8288 Tax Forms Why They Matter

While shopping for a home, you may come across a property owned by someone that lives overseas.  If you purchase a home from a non-US resident, and they don’t pay the income taxes or capital gains on the property, you could end up responsible for the amount.  But don’t panic!  This is where the 8288 tax form comes in.

Buying a property from a non-US resident happens frequently as people may invest in US real estate, move here for work or military service, or any other number of reasons.  It is so common that a tax act called FIRPTA (Foreign Investment in Real Property Tax Act) was passed to help the IRS track these transactions, and the income taxes that foreigners are required to pay when selling property in the USA.  

FIRPTA is unique because it requires the buyer to handle the additional tax if the foreign seller or sellers do not pay it.  And this is where the 8288, 8288-A and 8288-B forms come in. 

Below you’ll find FAQs about the 8288 tax forms including what it is, what to look for, and how to make sure there are no surprises when it comes to buying a house from a non-US citizen in the United States.

What is an Form 8288?

An 8288 tax form is a tax form that tells the IRS how much money you are paying in taxes when you buy a house in the USA from a foreign owner.  The foreign owner can be a single person, a group of investors, or a corporation.  As you submit your payment and taxes, the 8288 tax form is included with it, and so is the 8288-A and possibly the 8288-B.

When do I use form 8288-A and form 8288-B?

You will need to use the 8288-A form after you fill out form 8288.  The 8288-A form is used by the IRS to show how many people are selling the house to you and how much each person will owe in taxes. 

For example if a husband and wife, or a group of three real estate investors own the property, the 8288-A tax forms will show how much each individual person will be paying in taxes.  Once this is completed there is an 8288-B, but this form is not always required. 

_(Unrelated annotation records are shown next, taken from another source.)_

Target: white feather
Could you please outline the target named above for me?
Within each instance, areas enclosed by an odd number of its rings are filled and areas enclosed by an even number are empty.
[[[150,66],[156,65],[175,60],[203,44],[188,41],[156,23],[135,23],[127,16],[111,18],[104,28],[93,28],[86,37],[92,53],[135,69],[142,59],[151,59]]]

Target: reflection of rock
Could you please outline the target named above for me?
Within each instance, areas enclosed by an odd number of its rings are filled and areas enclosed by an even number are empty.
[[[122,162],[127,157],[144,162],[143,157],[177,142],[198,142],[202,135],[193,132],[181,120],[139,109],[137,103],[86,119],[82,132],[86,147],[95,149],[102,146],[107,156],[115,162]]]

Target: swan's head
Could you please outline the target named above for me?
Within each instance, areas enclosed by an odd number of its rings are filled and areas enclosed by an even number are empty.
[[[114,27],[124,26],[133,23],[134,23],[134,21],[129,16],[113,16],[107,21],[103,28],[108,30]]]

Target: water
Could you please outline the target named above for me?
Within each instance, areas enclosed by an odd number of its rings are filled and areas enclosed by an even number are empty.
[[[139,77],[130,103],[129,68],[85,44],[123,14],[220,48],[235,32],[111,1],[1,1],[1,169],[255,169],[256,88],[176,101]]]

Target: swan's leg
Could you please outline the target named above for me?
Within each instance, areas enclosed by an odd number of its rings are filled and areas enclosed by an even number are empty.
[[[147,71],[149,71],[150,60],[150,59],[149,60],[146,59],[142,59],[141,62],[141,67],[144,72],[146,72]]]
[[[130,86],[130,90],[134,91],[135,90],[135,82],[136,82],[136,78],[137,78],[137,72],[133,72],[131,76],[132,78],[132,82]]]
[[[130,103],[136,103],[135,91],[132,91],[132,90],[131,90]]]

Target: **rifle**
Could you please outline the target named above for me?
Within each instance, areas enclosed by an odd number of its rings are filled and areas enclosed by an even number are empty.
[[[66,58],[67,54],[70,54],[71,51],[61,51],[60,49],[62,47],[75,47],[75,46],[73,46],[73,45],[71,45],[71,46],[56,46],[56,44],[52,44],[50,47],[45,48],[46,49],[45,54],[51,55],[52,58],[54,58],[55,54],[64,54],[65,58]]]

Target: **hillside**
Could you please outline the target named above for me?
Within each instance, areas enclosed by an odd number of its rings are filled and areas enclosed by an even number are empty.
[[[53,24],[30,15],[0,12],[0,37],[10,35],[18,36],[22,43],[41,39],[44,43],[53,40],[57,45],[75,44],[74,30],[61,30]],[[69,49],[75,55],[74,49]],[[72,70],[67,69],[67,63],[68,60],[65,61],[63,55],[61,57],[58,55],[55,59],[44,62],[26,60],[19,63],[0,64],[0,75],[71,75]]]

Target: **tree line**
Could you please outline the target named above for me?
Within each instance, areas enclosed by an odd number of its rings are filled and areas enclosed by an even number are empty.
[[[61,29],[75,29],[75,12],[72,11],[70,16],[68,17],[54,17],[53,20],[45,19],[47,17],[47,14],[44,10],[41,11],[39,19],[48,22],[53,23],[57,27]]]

The 8288-B is a great option if you would like to reduce or eliminate the FIRPTA tax that you have to pay. Although it is not guaranteed you’ll get a reduction, or the form will be accepted, it doesn’t hurt to try.  Just keep in mind that the IRS prefers that you apply for this deduction at least 90 days prior to the closing date of the sale.

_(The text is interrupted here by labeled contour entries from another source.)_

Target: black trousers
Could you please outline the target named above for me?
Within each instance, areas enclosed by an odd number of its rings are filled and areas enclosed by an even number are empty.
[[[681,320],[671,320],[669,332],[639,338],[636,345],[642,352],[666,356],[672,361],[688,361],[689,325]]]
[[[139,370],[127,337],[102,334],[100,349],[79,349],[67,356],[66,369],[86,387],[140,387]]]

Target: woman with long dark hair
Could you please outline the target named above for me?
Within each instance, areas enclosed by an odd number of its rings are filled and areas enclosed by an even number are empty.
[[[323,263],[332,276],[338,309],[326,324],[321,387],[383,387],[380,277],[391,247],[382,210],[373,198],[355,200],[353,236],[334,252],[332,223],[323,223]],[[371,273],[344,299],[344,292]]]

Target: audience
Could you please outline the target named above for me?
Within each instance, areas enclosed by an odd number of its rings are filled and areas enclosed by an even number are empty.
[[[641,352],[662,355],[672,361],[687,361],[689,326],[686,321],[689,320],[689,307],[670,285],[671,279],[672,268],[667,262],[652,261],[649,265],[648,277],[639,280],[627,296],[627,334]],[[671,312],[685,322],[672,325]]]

Are there exemptions to filling out Form 8288?

Yes, there are exemptions to the 8288 tax form including when:

  • The seller is a US citizen
  • The seller has already paid the tax
  • You have a withholding certificate from filling out the 8288-B form
  • You are buying a personal residence for yourself for $300,000 or less

When is Form 8288 due?

Form 8288 is due within 20 days of your home sale.  However, if you filled out a 8288-B form and it is still pending, then Form 8288 is not due until 20 days after the IRS issues that certificate to you. 

Is there a penalty for not filing Form 8288?

Yes, there is a penalty if you do not file Form 8288, and you should have.  The IRS will collect the tax from you plus the interest between when the tax was due and when you pay the tax.  The IRS can also fine you up to $10,000.

Are there any reduced rates for withholding?

Yes there are reduced rates for withholding as long as the new owner will occupy the home as their primary residence and the amount realized is less than $1 million, you could be eligible for a reduced rate. Normally you are taxed at 15% of the amount realized, but if the buyer confirms they will be owner occupants, then you could get taxed at 10%.

How do I complete Form 8288?

To complete tax form 8188, follow these steps:

  1. Write your name in capital letters in the first section.
  2. In the second section, write your street number and address. Do use a PO Box number in this part.  
  3. Next, write your city, town, province, state, and country name. 
  4. In the fourth section, describe the location of the property.  Do not list the exact address of the property here, but you can explain the street location.
  5. The next section contains boxes for the Date of Transfer. Fill out the next box if you have attached Form 8288-A.
  6. The section after contains the amount withheld. Be sure to check the correct boxes for your situation. 
  7. Lastly, write down the amount withheld in the box with number 7.

And now you know what the 8288 tax form is, how the 8288-A form is used, and the benefits of filling out an 8288-B.